Other topics in this second volume include, among others, Marian coredemption in the Eucharistic mystery, the dependence of the idea of Mary as comediatrix of all grace on her status as coredemptrix, and the predestination of Mary and her Immaculate Conception.

The detailed metaphysics and extensive references found in both volumes make them indispensable for those interested in research into controversies surrounding the proposed and controversial fifth Marian dogma.

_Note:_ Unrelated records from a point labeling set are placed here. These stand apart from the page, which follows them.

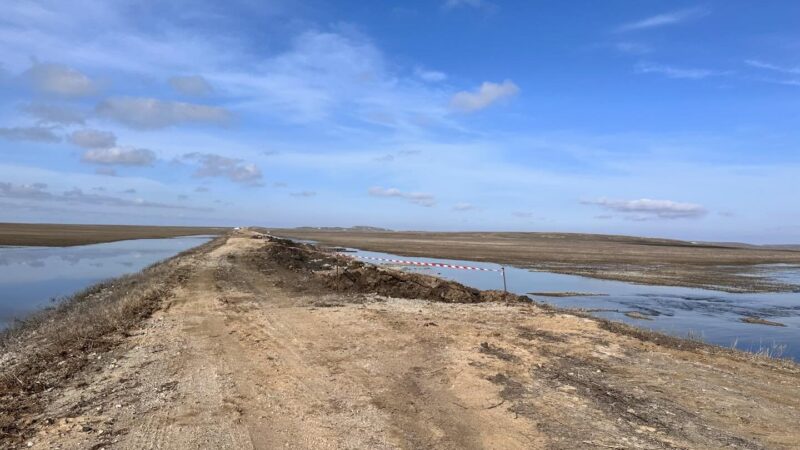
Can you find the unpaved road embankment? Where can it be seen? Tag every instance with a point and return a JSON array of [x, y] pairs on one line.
[[260, 345], [727, 267]]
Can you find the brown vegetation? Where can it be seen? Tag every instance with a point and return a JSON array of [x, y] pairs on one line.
[[50, 346], [253, 344], [62, 235], [640, 260]]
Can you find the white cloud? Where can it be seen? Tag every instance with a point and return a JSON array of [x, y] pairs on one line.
[[645, 208], [89, 138], [40, 192], [431, 76], [234, 169], [450, 4], [34, 134], [417, 198], [773, 67], [633, 48], [194, 85], [303, 194], [150, 113], [661, 20], [119, 156], [487, 94], [31, 191], [60, 80], [677, 72], [54, 114]]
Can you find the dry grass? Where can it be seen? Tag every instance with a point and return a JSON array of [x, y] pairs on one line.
[[44, 350]]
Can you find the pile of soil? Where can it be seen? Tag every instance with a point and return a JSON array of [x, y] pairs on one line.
[[343, 274]]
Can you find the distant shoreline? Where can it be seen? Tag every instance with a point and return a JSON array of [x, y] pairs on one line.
[[66, 235], [650, 261]]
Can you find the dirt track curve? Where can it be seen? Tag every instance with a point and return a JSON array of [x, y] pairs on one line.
[[246, 353]]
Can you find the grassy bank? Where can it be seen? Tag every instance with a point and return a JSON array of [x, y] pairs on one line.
[[40, 352], [62, 235]]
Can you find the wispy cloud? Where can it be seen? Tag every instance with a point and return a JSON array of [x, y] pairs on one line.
[[33, 134], [304, 194], [234, 169], [119, 156], [152, 113], [40, 192], [484, 96], [677, 72], [665, 19], [774, 67], [632, 48], [793, 71], [60, 80], [192, 85], [47, 113], [417, 198], [92, 139], [431, 76], [645, 208], [464, 207], [451, 4]]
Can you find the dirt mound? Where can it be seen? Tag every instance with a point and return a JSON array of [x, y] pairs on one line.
[[298, 257], [341, 273]]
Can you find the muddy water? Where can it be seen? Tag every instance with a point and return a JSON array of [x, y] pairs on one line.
[[32, 278], [712, 316]]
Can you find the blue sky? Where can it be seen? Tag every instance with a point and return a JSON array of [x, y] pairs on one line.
[[659, 118]]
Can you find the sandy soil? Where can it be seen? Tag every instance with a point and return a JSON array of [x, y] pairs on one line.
[[62, 235], [726, 267], [247, 352]]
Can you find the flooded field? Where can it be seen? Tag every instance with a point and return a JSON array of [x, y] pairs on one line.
[[32, 278], [712, 316]]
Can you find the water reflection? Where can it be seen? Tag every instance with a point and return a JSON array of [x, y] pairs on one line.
[[32, 277], [713, 316]]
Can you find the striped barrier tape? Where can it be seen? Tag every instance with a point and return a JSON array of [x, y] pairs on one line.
[[426, 264]]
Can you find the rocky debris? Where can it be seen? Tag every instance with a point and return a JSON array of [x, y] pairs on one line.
[[343, 274]]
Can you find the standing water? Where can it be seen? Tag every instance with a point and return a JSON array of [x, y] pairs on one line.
[[711, 316], [32, 278]]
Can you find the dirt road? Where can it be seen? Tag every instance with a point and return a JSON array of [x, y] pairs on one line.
[[248, 351], [729, 267]]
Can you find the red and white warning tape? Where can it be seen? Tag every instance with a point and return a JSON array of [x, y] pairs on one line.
[[426, 264]]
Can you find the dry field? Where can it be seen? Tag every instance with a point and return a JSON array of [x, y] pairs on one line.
[[638, 260], [60, 235], [254, 343]]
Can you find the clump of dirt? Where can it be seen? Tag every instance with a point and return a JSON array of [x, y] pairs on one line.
[[359, 277], [343, 274], [497, 352], [298, 257]]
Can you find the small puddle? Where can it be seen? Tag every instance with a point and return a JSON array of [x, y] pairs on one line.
[[32, 278], [711, 316]]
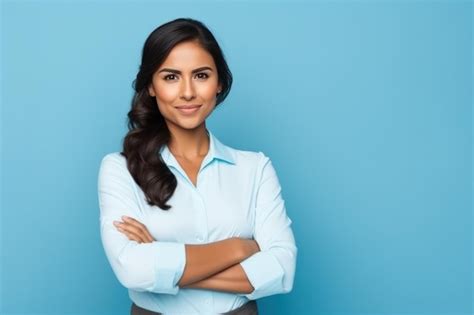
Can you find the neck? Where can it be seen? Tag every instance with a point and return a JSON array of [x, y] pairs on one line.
[[189, 144]]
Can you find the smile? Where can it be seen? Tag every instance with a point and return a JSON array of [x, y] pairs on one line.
[[188, 110]]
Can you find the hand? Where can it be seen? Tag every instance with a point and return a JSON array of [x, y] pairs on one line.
[[134, 230]]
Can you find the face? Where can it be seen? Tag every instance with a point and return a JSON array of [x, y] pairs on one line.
[[188, 76]]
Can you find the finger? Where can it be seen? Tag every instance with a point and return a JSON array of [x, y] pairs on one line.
[[139, 226], [131, 236]]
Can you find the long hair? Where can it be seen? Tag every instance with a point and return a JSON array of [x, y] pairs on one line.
[[147, 130]]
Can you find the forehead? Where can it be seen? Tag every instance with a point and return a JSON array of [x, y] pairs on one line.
[[188, 55]]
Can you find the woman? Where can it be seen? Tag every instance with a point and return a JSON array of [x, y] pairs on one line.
[[188, 224]]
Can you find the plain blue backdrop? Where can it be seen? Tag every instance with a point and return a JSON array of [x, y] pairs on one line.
[[364, 108]]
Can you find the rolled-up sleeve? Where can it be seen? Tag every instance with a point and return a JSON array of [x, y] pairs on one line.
[[154, 267], [272, 269]]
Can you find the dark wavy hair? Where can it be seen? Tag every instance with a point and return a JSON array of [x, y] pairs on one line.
[[147, 130]]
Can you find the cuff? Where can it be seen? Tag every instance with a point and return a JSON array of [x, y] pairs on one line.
[[169, 267], [264, 273]]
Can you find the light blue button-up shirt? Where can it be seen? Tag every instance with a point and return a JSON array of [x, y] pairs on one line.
[[237, 194]]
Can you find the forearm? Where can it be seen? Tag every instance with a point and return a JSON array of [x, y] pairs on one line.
[[203, 261], [232, 279]]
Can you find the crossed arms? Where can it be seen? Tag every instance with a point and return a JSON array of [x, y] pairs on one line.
[[228, 265]]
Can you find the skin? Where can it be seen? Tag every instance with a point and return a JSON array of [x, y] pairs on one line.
[[213, 266]]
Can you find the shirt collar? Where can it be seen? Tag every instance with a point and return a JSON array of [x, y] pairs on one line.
[[217, 150]]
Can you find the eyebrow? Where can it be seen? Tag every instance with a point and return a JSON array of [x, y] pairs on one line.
[[179, 72]]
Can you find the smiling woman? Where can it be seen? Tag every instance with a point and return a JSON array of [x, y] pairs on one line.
[[188, 224]]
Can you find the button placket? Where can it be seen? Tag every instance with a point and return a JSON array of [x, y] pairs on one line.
[[204, 231]]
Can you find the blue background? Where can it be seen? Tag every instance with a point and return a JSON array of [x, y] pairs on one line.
[[364, 108]]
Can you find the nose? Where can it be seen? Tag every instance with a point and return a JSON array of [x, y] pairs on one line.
[[187, 89]]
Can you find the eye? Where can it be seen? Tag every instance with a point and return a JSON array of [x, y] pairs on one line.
[[205, 75], [167, 76]]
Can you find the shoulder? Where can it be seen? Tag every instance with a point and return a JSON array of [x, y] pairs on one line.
[[256, 159]]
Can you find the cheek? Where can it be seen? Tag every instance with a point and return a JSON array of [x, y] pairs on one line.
[[167, 93], [208, 91]]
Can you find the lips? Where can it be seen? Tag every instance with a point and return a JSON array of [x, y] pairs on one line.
[[188, 106]]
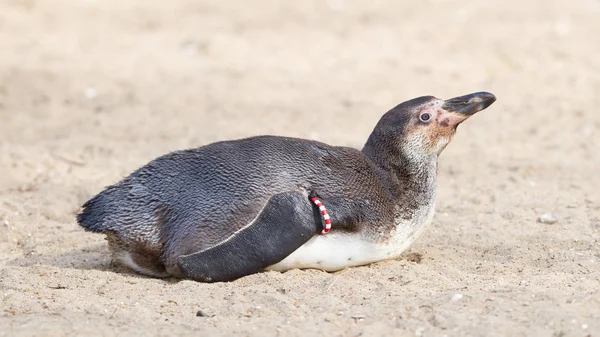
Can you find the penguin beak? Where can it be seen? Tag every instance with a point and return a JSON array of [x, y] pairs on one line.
[[460, 108], [469, 104]]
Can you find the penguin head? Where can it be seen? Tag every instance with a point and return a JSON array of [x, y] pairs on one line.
[[425, 125]]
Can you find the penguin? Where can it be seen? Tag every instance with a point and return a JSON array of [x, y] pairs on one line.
[[233, 208]]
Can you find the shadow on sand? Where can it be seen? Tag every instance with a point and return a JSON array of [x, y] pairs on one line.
[[92, 257]]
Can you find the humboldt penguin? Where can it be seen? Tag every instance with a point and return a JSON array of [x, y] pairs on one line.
[[233, 208]]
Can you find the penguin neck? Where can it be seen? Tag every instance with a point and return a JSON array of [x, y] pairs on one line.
[[409, 176]]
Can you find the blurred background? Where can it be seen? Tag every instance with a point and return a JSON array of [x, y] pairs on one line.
[[91, 90]]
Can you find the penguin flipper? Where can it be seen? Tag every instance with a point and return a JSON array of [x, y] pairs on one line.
[[286, 222]]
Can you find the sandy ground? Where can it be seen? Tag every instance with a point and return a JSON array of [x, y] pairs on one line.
[[91, 90]]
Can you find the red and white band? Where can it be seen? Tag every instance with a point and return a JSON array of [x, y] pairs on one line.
[[324, 215]]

That said, further study of the understudied Post-Reformation era would provide important distinctions either missing or undertreated in Fehlner’s analysis. As a scholar of the Post-Reformation era, this reviewer is aware of the efforts of Suarez and others to place not only Mary, but Joseph, as well as priests, inside the hypostatic order. While Aquinas held to the idea that Christ alone mediates in the order of being, the idea took hold, which Fehlner followed (citing Bonaventure), arguing in the first volume for a “Christian metaphysics” that focuses on exemplarism and divine illumination rather than efficient and final causalities. This misconstrued exemplarism was aided by a conflation of procession and mission, and a number of other essentialist mystical doctrines, as detailed in my own study, Berulle’s Spiritual Theology of Priesthood (2018).

            The longstanding challenge of the title of coredemptrix as technically inaccurate and scandalous could be solved by a turn toward a focus on Mary as comediatrix, and not in the order of being, but grace. Therein lies her very human greatness and the essence of a fifth Marian dogma.